The heart of the record, however, lies in Patrick Stickles collab “Foolish Father.” I’ll cop to a pretty huge bias here, considering my Titus Andronicus obsession, but the outcome of their work together finds Cuomo embracing Stickles’ brand of catharsis through hard truths and loud guitars (a style of music not too different from that of the man who once sang that he’d be better off masturbating than flirting with girls) and delivering a stunning and heartfelt tribute to the complexities of parenthood. This is 2014 Weezer satisfying on all possible grounds – addressing issues that are in any way relevant to Cuomo’s life, achieving a vulnerability rare within their recent catalog, and truly rocking like it’s 1994 all over again. It’s mature and catchy and exactly what all us Pinkerton fans were hoping to hear from the guys at this point in their career. And the segue to the three-part, mostly instrumental hard rock outro feels well deserved and cathartic.

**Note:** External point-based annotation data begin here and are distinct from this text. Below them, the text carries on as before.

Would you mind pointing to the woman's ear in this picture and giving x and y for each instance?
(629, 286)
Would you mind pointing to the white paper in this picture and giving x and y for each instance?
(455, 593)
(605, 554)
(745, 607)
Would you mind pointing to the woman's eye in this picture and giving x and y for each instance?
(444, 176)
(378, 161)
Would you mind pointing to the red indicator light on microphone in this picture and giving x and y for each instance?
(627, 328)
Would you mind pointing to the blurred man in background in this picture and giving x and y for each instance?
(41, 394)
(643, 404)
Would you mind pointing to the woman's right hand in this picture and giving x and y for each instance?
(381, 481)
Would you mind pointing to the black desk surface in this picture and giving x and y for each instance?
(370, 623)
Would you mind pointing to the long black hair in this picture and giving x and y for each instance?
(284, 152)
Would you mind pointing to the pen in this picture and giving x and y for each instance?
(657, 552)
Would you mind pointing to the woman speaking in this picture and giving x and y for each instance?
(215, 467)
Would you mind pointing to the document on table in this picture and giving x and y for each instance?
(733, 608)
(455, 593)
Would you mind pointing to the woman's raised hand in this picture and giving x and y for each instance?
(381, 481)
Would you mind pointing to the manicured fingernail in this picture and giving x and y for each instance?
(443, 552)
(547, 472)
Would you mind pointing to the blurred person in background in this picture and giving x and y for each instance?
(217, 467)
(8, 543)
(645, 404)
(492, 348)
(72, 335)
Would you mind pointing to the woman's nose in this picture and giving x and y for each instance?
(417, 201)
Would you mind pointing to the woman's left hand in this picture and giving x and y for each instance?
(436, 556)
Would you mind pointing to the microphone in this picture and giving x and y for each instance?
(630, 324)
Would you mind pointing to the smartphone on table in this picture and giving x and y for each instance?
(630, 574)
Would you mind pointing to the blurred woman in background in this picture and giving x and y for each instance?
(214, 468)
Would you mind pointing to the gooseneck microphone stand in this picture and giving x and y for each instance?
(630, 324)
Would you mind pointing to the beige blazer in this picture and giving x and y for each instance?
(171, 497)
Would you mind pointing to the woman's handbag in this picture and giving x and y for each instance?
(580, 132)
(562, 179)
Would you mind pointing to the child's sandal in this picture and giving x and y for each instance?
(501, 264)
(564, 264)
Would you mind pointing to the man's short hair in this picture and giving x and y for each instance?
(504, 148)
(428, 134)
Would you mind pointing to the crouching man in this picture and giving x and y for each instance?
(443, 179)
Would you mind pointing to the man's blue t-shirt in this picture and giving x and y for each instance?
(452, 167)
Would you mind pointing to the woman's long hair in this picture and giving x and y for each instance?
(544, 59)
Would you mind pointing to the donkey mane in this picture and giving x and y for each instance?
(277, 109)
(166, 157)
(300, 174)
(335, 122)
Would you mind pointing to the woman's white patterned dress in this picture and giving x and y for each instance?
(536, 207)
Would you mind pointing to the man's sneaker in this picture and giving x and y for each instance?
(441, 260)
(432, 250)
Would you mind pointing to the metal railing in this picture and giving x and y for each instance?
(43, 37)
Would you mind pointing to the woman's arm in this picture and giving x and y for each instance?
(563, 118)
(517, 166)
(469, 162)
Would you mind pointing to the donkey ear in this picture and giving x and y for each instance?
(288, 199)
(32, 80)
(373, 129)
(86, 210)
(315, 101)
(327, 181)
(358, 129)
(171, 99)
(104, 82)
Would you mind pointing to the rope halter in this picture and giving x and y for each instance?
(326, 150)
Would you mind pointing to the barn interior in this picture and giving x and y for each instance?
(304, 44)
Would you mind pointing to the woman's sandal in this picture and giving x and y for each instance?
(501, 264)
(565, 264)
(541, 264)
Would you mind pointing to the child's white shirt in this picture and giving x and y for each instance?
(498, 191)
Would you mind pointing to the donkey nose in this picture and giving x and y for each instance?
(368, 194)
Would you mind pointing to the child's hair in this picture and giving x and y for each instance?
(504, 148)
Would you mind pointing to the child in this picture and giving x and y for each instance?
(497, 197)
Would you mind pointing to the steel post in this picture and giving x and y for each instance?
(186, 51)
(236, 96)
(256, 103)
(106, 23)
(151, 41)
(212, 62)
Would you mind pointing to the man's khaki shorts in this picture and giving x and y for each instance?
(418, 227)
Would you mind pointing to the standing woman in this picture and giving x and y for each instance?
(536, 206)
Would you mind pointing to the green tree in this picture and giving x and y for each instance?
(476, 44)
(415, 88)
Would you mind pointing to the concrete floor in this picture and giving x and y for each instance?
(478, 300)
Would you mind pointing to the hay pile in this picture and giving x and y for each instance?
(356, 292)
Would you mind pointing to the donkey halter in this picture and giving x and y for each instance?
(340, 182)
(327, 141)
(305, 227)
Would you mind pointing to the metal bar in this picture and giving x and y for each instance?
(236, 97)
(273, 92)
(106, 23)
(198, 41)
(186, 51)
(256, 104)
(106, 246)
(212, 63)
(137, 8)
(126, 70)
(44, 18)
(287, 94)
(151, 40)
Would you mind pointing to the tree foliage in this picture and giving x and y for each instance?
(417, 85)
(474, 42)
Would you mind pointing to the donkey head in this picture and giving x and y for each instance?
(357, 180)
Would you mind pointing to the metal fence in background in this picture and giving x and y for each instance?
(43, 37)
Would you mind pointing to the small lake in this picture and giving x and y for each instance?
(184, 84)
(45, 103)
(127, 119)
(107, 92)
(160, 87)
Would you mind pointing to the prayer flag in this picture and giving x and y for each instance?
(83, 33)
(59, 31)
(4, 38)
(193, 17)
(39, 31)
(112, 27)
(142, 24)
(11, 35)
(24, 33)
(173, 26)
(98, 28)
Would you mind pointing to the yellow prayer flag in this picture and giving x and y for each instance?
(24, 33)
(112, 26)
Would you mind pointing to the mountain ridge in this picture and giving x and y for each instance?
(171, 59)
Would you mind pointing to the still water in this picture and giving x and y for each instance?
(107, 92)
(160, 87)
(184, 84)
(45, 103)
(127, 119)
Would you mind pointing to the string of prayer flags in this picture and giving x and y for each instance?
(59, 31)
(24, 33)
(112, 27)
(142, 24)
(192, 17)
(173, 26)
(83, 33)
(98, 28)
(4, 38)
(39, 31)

And even the low points aren’t too bad, especially by Raditude standards. There’s nothing as short-sighted and embarrassing as 2009 Lil Wayne collab “Can’t Stop Partying;” even the most perfunctory tracks on this album sound like Weezer having care-free fun, and will sound a hell of a lot better than “We Are All On Drugs” when you catch the band at your local mid-sized outdoor venue next summer (seriously, fuck that song). We’re happy, Rivers is happy. Everyone’s happy. Maybe everything really will be pretty good in the end.**

Grade: B+

* Good for you, asshole. You realized it wasn’t them. My friends and I got to meet the band this summer. Will’s uncle is the guy who says “yeah” on “Undone (the Sweater Song),” and he got us backstage. They were cool. Rivers was awkward, naturally. Brian Bell wasn’t particularly sure who picked their singles for them. They all also took the time, unprompted, to disparage “Back to the Shack” as the worst song on the album (which it unequivocally is).

**Because the title is such an obvious review pull-line, and I refuse to play that game. Fuck you, Cuomo.